Değerli arkadaşlar, tabii, bu kadar bir yol katettikten sonra gönül isterdi ki bugün doğru düzgün bir mesafe alalım. Ama, işte "Az gittik, uz gittik, dere tepe düz gittik, bir de dönüp baktık ki bir arpa boyu yol gittik." hikâyesi gibi, darbımeseli gibi bugün geldiğimiz noktada da bu tekerlemeye uygun olarak bir değerlendirme yaptığımızda ortaya çıkan durum maalesef iç açıcı değil. Şu an yine Türkiye'de öyle bir medya var ki birinin "ak" dediğine, öbürü "kara" diyor, birinin göklere çıkardığını öbürü yerin dibine batırıyor. Evrensel basın ilkelerine göre bu kadar çelişkinin, bu kadar kamplaşmanın olması mümkün değil, böyle bir şey mümkün değil. Çünkü gazeteciliğin, basının birinci kuralı şudur: Önce doğru haber, birincisi doğru haber. Doğru haberden sonra yorum serbest. Önce siz olanı doğru düzgün bir ortaya koyarsınız, haberi doğru olarak en yalın şekliyle vatandaşın, halkın önüne getirirsiniz, ondan sonra herkes bu doğru haberden, bu yalın gerçeklikten kendine göre bir netice çıkarır. O neticeyi nasıl çıkarırsa çıkarır, ona müdahale edemezsiniz ama öncelikle, o getirdiğiniz haberin doğru olması lazım.

Benim babam da gazeteciydi, Diyarbakır'da, Batman'da yıllarca yerel gazetecilik yaptı. Ben çocukluğumdan itibaren bugüne kadar o mürettiplerin harfleri tek tek elle dizdikleri ortamlarda büyüdüm. Sonra hasbelkader ben de yayın hayatının bir şekilde içinde oldum yazar olarak dergilerde, gazetelerde ama değerli arkadaşlar, belki de hiçbir zaman ülke bu kadar kamplaşmadı diyebiliriz.
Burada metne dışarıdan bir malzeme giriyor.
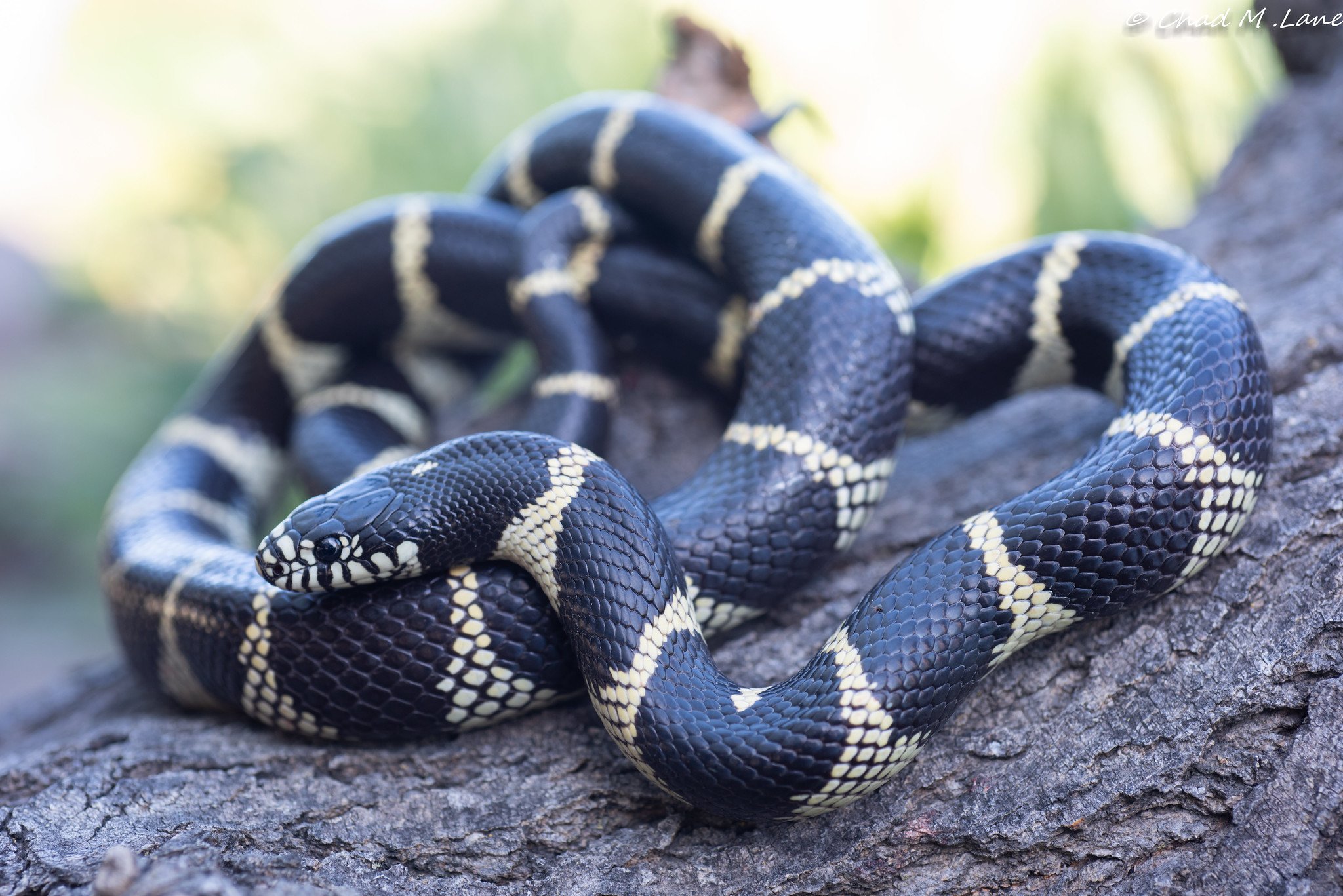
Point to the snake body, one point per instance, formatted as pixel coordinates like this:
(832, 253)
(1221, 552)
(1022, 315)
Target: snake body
(441, 636)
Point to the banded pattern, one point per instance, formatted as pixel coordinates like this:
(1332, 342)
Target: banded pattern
(343, 368)
(1162, 492)
(437, 637)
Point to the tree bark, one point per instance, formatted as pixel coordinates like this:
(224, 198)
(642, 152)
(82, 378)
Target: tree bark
(1190, 746)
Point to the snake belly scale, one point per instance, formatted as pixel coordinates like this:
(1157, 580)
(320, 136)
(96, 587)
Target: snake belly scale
(426, 631)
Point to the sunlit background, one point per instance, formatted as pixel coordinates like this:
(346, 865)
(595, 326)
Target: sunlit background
(160, 157)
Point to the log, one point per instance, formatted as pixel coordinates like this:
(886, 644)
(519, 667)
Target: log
(1189, 746)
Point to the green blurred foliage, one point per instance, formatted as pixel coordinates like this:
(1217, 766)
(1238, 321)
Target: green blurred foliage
(167, 267)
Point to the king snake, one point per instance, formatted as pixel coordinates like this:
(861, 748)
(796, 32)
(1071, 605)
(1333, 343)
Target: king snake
(582, 226)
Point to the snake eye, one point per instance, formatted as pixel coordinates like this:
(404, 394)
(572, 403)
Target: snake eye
(327, 550)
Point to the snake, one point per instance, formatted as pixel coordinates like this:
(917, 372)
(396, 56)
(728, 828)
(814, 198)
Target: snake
(426, 593)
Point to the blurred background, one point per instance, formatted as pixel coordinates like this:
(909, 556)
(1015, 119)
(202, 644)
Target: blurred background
(159, 159)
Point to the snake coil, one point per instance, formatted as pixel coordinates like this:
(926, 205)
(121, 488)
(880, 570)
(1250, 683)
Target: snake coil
(458, 551)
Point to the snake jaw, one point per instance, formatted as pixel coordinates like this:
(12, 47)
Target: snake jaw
(332, 560)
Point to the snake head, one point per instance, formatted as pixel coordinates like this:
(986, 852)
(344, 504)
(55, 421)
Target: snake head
(352, 535)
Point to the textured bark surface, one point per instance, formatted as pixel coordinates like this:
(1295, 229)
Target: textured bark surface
(1193, 745)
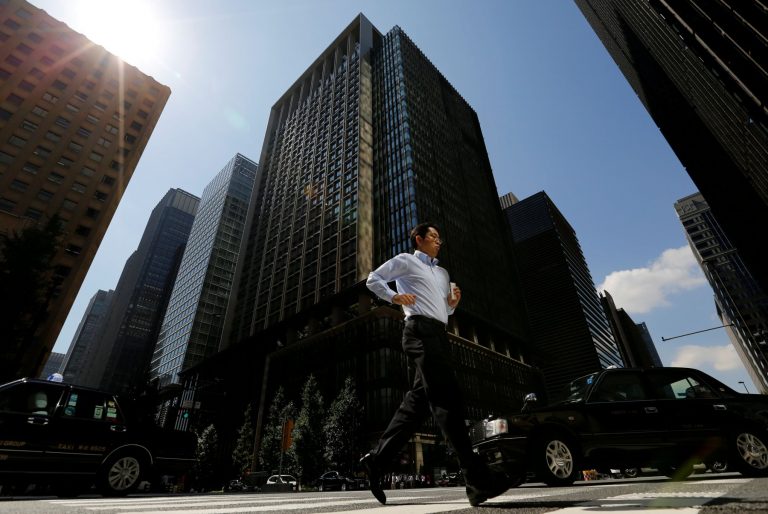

Şimdi gelinen noktada bir yandan "basın özgürlüğü" diyeceksiniz, bir yandan işte "İletişim çağıdır, hiçbir şey gizlenemez, artık halkın bilgi alma özgürlüğü kısıtlanamaz." diyeceksiniz, öbür taraftan İnternet'e baskı uygulayacaksınız, "YouTube"u yasaklayacaksınız, "Batsın bu gazetecilik." diyeceksiniz, bilgi alma özgürlüğünü her yönden kısıtlayacaksınız, sorulan sorulara cevap vermeyeceksiniz ve bir şekilde de basın bir haberi elde ettiği vakit, bir gerçekliği yakaladığı vakit de kıyameti koparacaksınız "Bu devlet sırrıdır." diyeceksiniz, "Vatan hainliğidir." diyeceksiniz de diyeceksiniz...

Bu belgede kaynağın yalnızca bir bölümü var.